En mars 2023, le Théâtre national de Bahreïn a projeté la première du documentaire « acte de foi » racontant la visite historique du Pape François[34].
En mai 2023, le Centre mondial Roi Hamad pour la coexistence pacifique a préparé un document sur le dialogue religieux islamo-chrétien, en marge de la première réunion du Comité permanent du dialogue islamo-chrétien entre le Conseil musulmans des sages et le Dicastère pour le dialogue interreligieux du Vatican[35].
En septembre 2023, le cabinet bahreïnien a approuvé une nouvelle loi réglementant la construction de lieux de culte tels que les mosquées, les églises, les synagogues, les temples et les maatams (centres religieux chiites). Elle limite la hauteur des édifices religieux et n’autorise la construction de salles de conférence adjacentes qu’après approbation du gouvernement[36].
En octobre 2023, le roi a rendu visite au Pape François au Vatican, rappelant la visite du pontife à Bahreïn un an auparavant[37].
En décembre 2023, l’école catholique du Sacré-Cœur de Manama a célébré son 75ème anniversaire en présence du ministre de l’Éducation, Mohammad Bin Mubarak Jumae, et du nonce apostolique à Bahreïn, Mgr Eugène Martin Nugent. L’école est fréquentée par 1 400 élèves âgés de 4 à 16 ans[38].
En janvier 2024, le roi de Bahreïn a reçu Mgr Aldo Berardi, Vicaire apostolique d’Arabie du Nord. Selon Mgr Berardi, la visite a souligné une fois de plus l’ouverture du Roi à la tolérance et à la coexistence de différentes réalités religieuses[39].
En octobre 2024, plus de dix ans après que le terrain eut été offert, l’autorisation de commencer la construction d’un cimetière chrétien a finalement été accordée. Le cimetière, qui comprend un crématorium moderne, a été sollicité pour répondre aux besoins croissants de toutes les communautés chrétiennes. Il s’agira du troisième cimetière chrétien de Bahreïn, après l’ancien cimetière chrétien de Manama, al-ʿĀṣimah, et le nouveau cimetière chrétien de Salmabad, al-Wusṭā[40].
Le même mois, le roi a fait don d’un terrain pour la construction d’une église grecque orthodoxe dans la région de Seef[41]. Il est nécessaire d’obtenir un permis pour construire des bâtiments religieux, et certaines communautés chrétiennes attendent un permis depuis plus de 10 ans[42].
Perspectives pour la liberté religieuse
Le concept de pleine liberté religieuse est étranger à la Constitution et aux lois de Bahreïn, ainsi qu’à la pratique.

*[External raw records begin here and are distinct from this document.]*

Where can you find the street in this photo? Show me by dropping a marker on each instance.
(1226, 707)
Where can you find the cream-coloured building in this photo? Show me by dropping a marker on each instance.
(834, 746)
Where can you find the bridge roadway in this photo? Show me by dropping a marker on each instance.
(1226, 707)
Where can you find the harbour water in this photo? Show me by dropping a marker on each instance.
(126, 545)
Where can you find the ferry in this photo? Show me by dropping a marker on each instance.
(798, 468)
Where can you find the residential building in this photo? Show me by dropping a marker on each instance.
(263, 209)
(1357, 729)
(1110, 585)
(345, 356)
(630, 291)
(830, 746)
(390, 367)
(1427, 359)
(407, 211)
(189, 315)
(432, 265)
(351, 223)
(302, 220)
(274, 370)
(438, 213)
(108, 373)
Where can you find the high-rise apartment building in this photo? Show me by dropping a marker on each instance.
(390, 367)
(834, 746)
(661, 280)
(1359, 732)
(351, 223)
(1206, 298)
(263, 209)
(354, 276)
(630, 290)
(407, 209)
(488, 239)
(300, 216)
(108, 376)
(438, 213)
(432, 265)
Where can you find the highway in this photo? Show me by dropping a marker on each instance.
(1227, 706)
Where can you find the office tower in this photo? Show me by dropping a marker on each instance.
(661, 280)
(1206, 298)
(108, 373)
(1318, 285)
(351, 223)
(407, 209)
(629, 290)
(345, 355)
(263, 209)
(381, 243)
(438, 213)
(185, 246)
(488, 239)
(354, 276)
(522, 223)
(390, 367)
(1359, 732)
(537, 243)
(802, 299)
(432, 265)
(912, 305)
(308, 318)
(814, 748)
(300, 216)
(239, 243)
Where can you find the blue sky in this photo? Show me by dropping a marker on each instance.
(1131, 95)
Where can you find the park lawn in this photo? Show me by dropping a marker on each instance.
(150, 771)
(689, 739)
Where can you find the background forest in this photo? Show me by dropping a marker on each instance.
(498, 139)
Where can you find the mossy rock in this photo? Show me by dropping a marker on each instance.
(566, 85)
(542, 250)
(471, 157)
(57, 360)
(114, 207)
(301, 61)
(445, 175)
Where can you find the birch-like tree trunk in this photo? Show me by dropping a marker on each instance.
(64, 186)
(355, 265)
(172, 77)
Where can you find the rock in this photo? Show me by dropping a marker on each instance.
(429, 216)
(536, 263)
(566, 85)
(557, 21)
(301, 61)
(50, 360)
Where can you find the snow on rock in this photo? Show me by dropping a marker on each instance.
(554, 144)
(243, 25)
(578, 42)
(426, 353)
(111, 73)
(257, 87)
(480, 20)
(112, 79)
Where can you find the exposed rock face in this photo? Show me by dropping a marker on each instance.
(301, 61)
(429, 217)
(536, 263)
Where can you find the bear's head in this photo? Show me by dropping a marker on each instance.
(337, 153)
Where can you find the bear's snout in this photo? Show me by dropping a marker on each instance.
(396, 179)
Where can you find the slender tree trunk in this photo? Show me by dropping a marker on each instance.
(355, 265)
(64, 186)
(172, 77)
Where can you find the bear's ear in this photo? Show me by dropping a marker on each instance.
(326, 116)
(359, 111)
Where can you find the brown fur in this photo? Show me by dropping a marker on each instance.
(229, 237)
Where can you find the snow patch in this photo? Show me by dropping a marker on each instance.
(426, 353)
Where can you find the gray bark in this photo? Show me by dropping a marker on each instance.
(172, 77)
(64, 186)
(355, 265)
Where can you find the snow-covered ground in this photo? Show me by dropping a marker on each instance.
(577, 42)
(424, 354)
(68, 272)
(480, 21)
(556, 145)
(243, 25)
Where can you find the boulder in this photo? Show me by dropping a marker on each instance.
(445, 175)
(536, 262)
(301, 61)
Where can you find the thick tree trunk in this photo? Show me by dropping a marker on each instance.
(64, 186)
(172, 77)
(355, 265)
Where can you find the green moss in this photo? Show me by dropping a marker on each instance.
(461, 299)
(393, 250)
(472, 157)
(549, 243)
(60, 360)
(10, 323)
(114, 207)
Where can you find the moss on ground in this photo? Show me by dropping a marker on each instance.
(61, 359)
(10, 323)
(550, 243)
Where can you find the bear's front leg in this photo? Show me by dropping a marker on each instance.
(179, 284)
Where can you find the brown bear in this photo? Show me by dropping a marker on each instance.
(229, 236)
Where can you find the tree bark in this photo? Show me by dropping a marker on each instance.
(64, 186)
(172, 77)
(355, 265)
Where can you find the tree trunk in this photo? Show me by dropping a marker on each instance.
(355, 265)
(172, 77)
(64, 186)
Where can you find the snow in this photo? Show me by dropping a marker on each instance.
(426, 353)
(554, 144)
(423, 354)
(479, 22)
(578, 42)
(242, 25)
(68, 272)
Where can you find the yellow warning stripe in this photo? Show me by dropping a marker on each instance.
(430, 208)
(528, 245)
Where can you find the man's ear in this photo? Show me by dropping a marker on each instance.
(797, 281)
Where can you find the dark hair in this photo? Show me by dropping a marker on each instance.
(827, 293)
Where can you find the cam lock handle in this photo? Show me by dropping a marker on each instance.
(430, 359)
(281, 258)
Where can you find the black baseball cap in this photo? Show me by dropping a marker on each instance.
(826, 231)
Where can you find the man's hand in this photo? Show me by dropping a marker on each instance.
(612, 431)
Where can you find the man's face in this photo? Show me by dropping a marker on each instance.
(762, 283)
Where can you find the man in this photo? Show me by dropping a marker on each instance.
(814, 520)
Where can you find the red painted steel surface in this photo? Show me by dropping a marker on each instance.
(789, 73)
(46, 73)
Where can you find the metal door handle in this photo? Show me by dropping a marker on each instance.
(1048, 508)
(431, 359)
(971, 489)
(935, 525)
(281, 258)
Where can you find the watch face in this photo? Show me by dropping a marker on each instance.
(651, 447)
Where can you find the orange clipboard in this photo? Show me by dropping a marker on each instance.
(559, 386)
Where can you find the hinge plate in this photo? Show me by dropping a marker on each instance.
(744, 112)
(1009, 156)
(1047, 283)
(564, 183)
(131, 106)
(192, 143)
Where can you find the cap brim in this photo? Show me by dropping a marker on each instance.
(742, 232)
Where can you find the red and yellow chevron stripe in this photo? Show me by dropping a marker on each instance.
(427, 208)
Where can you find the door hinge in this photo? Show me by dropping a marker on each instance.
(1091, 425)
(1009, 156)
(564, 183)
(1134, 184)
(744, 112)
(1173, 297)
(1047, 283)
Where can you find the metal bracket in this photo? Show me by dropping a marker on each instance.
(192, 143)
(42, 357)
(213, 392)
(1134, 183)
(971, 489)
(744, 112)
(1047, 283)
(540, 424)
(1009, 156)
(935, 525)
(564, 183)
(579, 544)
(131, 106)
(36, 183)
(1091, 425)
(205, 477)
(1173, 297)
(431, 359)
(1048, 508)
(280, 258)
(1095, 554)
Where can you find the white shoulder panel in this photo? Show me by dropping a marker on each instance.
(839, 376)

Les non-musulmans ne jouissent que de la liberté du culte, même si l’État manifeste une certaine bienveillance envers les communautés catholique et orthodoxe établies, ce qui a notamment été le cas lorsqu’il a fait don d’un terrain à l’Église orthodoxe. Les relations entre le Royaume de Bahreïn et l’Église catholique restent cordiales, comme en témoignent les visites réciproques du Pape François et du Roi Hamad bin Isa Al Khalifa, respectivement à Bahreïn et au Vatican. La situation des citoyens chiites, qui constituent la majorité de la population, reste toutefois désastreuse. Au cours de la période faisant l’objet du présent rapport, les restrictions imposées par le gouvernement d’obédience sunnite se sont poursuivies. En outre, la critique de l’islam a eu de graves conséquences, notamment pour les personnes ayant publié leurs critiques sur les réseaux sociaux. Les perspectives de liberté religieuse restent inchangées.